Gov. Roy Cooper, who earlier in the day extended the state's stay-at-home order, called what happened in Washington "terrorism."
"The peaceful transition of power is the hallmark of our democracy," Cooper said. "Today's terrorism is not who we are. This attack on our country must be overcome. America is better than this."
The peaceful transition of power is the hallmark of our democracy. Today's terrorism is not who we are. This attack on our country must be overcome. America is better than this. - RC— Governor Roy Cooper (@NC_Governor) January 6, 2021
Democrat David Price, who represents the 4th District, which includes parts of Wake, Durham and Orange counties, said he was safe.
"Pro-Trump protesters have stormed the U.S. Capitol building, forcing the House into recess. I am safe. Thank you to our brave Capitol Police officers who are actively working to protect Members, staff, and the press."
WATCH: Interview with Congressman David Price
Not all were safe, however. A woman who was shot inside the U.S. Capitol amid a melee with Trump supporters, later died.
It is unclear what led to the shooting or whether law enforcement was involved.
Several Capitol Police officers were reportedly injured.
Trump took to Twitter first to call for an end to the violent actions and then told protesters in a video message to go home and "go home in peace."
Biden called the violent protests "an assault on the most sacred of American undertakings: the doing of the people's business."
Rep. Dan Bishop, who represents the 9th Congressional District said "we solve our problems through debate and peaceful protests, not violence."
Violence is always unacceptable and must stop NOW.— Congressman Dan Bishop (@jdanbishop) January 6, 2021
We solve our problems through debate and peaceful protests, not violence.
Thank God for the brave men and women of Capitol Police.
Democratic Congressman G.K. Butterfield told ABC11 that he is safe in his office but unsettled by what's unfolding.
Butterfield statement concerning U.S. Capitol:— G. K. Butterfield (@GKButterfield) January 6, 2021
“I am safe and monitoring the violent uprising that is ongoing at the U.S. Capitol complex. Please pray for our country.”
Another Democrat, Deborah Ross, of North Carolina's 2nd District, said the peaceful transition of power "is a core tenet of our democracy" and one that "we, the people, have always respected."

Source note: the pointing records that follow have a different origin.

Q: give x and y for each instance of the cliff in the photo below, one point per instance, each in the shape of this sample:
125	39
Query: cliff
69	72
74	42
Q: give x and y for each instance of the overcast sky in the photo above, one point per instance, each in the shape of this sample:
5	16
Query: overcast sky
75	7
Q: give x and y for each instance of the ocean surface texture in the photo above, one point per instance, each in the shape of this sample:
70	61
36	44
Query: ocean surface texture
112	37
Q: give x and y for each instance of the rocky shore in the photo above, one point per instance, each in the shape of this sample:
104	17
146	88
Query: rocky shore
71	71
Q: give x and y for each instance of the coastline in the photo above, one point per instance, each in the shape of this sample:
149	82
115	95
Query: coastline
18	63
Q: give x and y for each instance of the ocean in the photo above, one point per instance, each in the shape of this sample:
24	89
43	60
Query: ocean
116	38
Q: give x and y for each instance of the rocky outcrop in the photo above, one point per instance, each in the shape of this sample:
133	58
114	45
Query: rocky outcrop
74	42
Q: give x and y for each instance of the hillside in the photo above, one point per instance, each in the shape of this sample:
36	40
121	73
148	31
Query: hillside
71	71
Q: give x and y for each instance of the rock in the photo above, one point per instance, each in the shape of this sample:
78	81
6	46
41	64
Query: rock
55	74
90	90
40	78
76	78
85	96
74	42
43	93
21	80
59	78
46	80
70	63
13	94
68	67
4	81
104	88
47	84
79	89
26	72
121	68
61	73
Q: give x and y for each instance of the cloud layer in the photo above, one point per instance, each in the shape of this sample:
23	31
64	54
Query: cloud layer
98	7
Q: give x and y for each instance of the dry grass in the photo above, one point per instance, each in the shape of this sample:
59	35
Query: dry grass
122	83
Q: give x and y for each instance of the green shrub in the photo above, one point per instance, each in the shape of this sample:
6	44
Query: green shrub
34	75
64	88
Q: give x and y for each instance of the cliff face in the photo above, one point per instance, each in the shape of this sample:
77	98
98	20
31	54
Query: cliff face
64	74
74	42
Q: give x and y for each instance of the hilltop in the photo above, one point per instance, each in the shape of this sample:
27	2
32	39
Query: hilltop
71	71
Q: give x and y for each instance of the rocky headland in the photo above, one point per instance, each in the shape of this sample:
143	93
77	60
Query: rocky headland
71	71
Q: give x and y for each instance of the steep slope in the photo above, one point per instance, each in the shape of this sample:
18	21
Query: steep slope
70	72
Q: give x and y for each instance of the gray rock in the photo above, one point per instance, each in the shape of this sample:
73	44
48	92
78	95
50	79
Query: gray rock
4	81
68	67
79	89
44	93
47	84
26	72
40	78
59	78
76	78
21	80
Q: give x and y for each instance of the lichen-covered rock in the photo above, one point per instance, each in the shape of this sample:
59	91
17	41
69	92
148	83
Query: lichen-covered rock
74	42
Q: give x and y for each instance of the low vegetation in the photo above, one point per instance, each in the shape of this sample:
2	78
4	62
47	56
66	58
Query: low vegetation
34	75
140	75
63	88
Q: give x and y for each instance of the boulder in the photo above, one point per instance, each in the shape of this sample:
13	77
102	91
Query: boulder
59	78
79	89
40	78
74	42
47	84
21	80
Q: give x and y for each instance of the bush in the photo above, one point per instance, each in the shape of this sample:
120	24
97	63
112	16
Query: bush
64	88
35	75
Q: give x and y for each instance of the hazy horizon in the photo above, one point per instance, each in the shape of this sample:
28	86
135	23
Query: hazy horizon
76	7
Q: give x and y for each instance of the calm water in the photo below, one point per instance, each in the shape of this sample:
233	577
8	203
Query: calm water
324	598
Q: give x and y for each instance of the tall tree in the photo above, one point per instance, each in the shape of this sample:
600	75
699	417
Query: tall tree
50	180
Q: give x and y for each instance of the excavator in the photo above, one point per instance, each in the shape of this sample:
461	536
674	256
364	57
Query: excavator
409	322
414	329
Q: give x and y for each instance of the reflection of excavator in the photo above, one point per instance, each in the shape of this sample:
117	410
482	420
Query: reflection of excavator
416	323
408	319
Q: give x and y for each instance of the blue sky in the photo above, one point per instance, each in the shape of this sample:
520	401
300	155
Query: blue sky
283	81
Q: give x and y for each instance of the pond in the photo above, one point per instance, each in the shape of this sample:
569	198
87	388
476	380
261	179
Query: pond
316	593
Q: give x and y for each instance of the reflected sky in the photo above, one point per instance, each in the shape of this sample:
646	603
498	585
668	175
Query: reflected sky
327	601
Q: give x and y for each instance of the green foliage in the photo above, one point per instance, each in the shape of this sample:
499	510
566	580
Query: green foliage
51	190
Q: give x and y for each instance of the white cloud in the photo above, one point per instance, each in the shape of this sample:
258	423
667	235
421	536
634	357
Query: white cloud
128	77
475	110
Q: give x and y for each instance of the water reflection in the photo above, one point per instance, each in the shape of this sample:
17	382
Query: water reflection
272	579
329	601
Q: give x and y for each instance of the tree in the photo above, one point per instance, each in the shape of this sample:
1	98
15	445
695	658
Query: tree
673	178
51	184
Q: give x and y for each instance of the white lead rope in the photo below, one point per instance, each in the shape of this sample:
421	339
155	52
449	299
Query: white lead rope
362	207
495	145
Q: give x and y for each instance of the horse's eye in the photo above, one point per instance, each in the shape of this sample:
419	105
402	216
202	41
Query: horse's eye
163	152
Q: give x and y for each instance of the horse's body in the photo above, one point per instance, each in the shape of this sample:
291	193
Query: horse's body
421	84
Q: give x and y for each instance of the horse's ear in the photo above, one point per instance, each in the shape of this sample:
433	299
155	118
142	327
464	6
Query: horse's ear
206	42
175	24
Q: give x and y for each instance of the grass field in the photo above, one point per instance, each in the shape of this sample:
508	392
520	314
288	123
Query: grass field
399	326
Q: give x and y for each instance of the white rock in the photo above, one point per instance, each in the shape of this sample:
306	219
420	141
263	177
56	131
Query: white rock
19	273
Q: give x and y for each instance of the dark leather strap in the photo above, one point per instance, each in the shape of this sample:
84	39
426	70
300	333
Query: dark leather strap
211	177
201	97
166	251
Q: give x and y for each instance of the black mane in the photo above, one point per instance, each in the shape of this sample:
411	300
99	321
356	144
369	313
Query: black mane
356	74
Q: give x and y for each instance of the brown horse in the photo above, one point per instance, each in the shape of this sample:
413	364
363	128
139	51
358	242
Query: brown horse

"Today's dangerous events, incited by hate and misinformation from the highest levels, are heartbreaking and wrong," Ross said. "They have no place in our political discourse. A majority of Americans spoke with their votes in the 2020 election and their voices need to be heard - and certified.
"I strongly condemn today's violence and call on all elected leaders to do the same," Ross added. "It's time to recommit to working to heal our divisions and move America forward."
Republican Rep. David Rouzer, of NC's 7th District called the actions of protesters "despicable."
"Thank you to all who have reached out. My staff and I are safe," Rouzer said. " The lawlessness witnessed at the Capitol today is despicable and should be condemned in the strongest possible way. This is not who we are as a nation. A vigorous debate and differences of opinion should never - ever - be an excuse for lawlessness and violence. Praying for our Capitol Police, other law enforcement personnel and those injured today,"
The North Carolina Republican Party tweeted that Wednesday's events were an "assault on the foundations of our Democracy."
The actions of these violent protestors is completely unjustified and unacceptable. There is no rationale to excuse this assault on the foundations of our Democracy. https://t.co/NLM4B35lXs— Michael Whatley (@WhatleyNCGOP) January 6, 2021
The NCGOP "strongly condemns the actions of those who have resorted to these actions," NCGOP Chairman Michael Whatley said.
Republican Rep. Patrick McHenry, who represents North Carolina's 11th District, also condemned the violence.
"The violence that we are witnessing at the United States Capitol is completely unacceptable," McHenry said. "I am thankful to the brave men and women of the Capitol Police who are doing their duty and working diligently to keep everyone in the Capitol safe. God bless our law enforcement."
The North Carolina Democratic Party called Wednesday a "sad, dark day for our democracy."